Dostovyevski; ’’ İnsana olan saygımı kaybetmemek için insanlardan uzak duruyorum.’’demiş.
Nasıl naif bir isyan tam da bu zamanlardayız sanki.
Kendi içinde bile kaç karaktere bölünüyor insan. Ahtapot gibi vücutlar tek, bürünülen kimlikler tavus kuşunun kanatlarını aratmayacak şekilde rengarenk.
Tek parça kalan yok artık.

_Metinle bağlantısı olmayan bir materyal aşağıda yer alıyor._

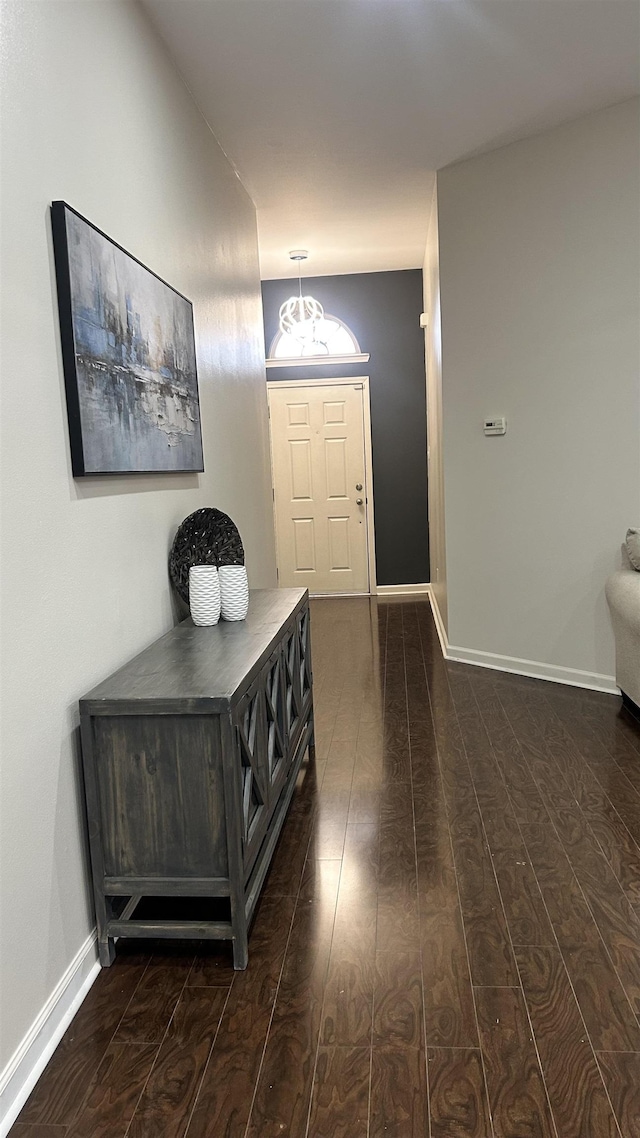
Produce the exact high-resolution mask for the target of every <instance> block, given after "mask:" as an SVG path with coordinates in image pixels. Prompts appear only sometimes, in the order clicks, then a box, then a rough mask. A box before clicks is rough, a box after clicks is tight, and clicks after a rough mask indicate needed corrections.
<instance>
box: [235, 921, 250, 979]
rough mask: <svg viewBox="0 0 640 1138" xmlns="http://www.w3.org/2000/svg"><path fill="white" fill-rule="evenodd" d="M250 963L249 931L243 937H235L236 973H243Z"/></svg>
mask: <svg viewBox="0 0 640 1138" xmlns="http://www.w3.org/2000/svg"><path fill="white" fill-rule="evenodd" d="M248 963H249V946H248V939H247V931H246V929H245V933H244V935H243V937H236V935H235V937H233V967H235V968H236V971H237V972H238V971H240V972H241V971H243V970H244V968H246V966H247V964H248Z"/></svg>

Günün her saati farklı bir kimlik, farklı bir davranış farklı bir tutum.
Nabza göre şerbet mi yoksa nefse göre şerbet mi sergileniyor bilinmez durumda.
Yıllarca tanıdığın birlikte omuz omuza çalıştığın, neşeni, üzüntünü paylaştığın insan bir anda tanınmaz hale geliveriyor. Şartlar mı bizi bu hale getirdi veya zaten böyleydi de bizim gözümüzdeki perde yeni mi aralandı?
Zamanın birinde bir işletmede omumuz omuza çalışan iki yakın arkadaştan biri;
aynı vasfa sahip olmalarına rağmen bölüm şefi olmuş. Ve günün birinde ve en yakın arkadaşına bir hareketi veya sözünden dolayı kızmış, fakat nedense o gün söylemeye cesaret edememiş.
Ertesi gün o kızdığı ve hıncını alamadığı yakın dostunun özel bir işi olmuş ve o günkü sorumludan izin alıp işini kısa sürede halledip iş yerine dönmüş.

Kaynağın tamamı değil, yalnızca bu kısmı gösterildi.